Amanda Berry: 5 Things To Know About Cleveland Kidnapping Survivor Who Made Life-Saving 911 Call

If it weren’t for Amanda Berry, one of the three women Ariel Castro held captive in his Cleveland home for years, none of his victims would be free. Amanda’s daring escape helped rescue her fellow survivors, and she’s now telling her tale.

“I’ve been kidnapped and been missing to 10 years,” Amanda Berry, now 33, told the 911 operator when she made that fateful call on May 6, 2013. The call led to the rescue of Amanda’s fellow prisoners — Dina DeJesus, now 29, and Michelle Knight, now 38, — who had been held captive by Ariel Castro for years in his Cleveland home. For years, these three women endured unthinkable torture at the hands of Ariel, including sexual assault, starvation, and physical abuse. The survivors have shared their stories of survival with 20/20, and it’s set to air Friday, Jan. 3, at 9 pm ET on ABC. Before the episode revisits the horrors committed by that monster, here’s what you need to know about Amanda.

1. She was kidnapped a day before her 17th birthday. “I almost called off of work that day because the next day was my birthday. You know, what if? What if I would’ve called off that day?” Amanda told 20/20. What if, indeed. As she walking home from work, a vehicle started to follow Amanda. The man inside – Ariel Castro, an elementary school bus driver and one of Amanda’s friends/classmates from middle school – asked if she needed a ride. “He’s like, ‘Well [his daughter] at my house. Would you like to go see her?’”

As they entered the house on Seymour Avenue, Amanda learned too late that she had been kidnapped. After going upstairs, she saw a mystery woman sleeping in a bedroom in front of a television. This was Michelle Knight, a woman Ariel had abducted a year before. “He took me to the next bedroom, and it was just really dark in there, and he didn’t turn on the lights, and there was a little, like, a little room off of the bigger bedroom, kind of a big closet,” Amanda told 20/20. “And he took me in there, and he told me to pull down my pants. And from there, I knew, like, this was not going to be good.”

2. Amanda gave birth while in captivity. “I just started screaming and crying… ‘Somebody, please help me,’ you know. And nobody, nobody came,” said Amanda. “I was so scared that I was going to die. I didn’t think that I was going to ever make it home.” From there, years of sexual abuse followed. She kept track of the number of times he raped her, and in 2006, three years after she was kidnapped, she realized she might be pregnant.

“I was terrified. How? I mean, I barely eat,” Amanda said, “and I’m chained to a wall, and I have a bucket for a bathroom.” She gave birth to her daughter Jocelyn on Christmas in 2006. “This is his kid, you know. How do I feel about that? And she resembled him a lot, and I would look at her, and I just felt, like, she’s mine. She’s mine.”

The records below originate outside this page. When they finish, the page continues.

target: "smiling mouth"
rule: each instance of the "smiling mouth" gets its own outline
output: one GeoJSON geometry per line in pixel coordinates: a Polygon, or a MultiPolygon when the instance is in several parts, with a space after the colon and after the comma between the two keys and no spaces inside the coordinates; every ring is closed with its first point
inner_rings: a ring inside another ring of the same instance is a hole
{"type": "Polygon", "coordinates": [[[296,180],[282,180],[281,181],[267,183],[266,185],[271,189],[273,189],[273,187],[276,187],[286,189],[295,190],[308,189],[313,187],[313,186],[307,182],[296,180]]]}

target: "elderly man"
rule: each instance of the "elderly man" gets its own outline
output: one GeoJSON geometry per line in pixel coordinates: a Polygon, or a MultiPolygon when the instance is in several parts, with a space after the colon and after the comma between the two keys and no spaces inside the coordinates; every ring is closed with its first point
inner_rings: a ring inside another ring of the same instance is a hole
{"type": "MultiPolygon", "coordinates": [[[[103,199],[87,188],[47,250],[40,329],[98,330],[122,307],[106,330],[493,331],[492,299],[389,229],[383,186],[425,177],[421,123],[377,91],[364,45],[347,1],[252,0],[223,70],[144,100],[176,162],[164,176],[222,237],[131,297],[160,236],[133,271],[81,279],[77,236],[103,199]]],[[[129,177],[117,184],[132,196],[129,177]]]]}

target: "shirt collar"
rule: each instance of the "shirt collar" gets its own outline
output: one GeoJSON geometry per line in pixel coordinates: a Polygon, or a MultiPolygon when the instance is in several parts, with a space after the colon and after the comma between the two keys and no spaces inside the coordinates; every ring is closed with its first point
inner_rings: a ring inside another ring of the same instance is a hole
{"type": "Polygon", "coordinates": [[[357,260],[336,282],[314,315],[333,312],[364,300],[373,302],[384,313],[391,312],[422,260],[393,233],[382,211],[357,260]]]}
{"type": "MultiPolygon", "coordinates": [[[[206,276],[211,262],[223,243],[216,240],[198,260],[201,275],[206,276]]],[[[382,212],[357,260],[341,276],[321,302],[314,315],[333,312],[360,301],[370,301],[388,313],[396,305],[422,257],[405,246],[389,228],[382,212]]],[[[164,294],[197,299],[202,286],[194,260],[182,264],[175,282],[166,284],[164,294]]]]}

3. She managed to escape with her daughter. On May 6, 2013, after more nine years in captivity, the women escaped. That day, Amanda said she found her bedroom door unlocked without Ariel around. She managed to get herself outside, thanks to the help of a neighbor named Charles Ramsey. After prying the front storm door open, Amanda and her daughter fled the scene. They found a neighbor with a phone and called 911.

4. Her captor is dead. Michelle and Dina were freed by police, and Ariel Castro was arrested. In 2013, he was sentenced to life plus 1,000 years in prison after pleading guilty to 937 counts of kidnapping and rape. On Sept. 3, 2013, one month into his prison sentence, he was found hanging from a bedsheet in his cell. He was 53 at the time of his death. The house where he held these three women captive has been demolished. It’s now a garden

5. Amanda now helps others. Since being freed in 2013, Amanda and Gina wrote a memoir together, Hope: A Memoir of Survival in Cleveland. It was released in April 2015. Amanda now works with a local news station covering missing children and adults in the Cleveland area. Her daughter, now 13, is thriving.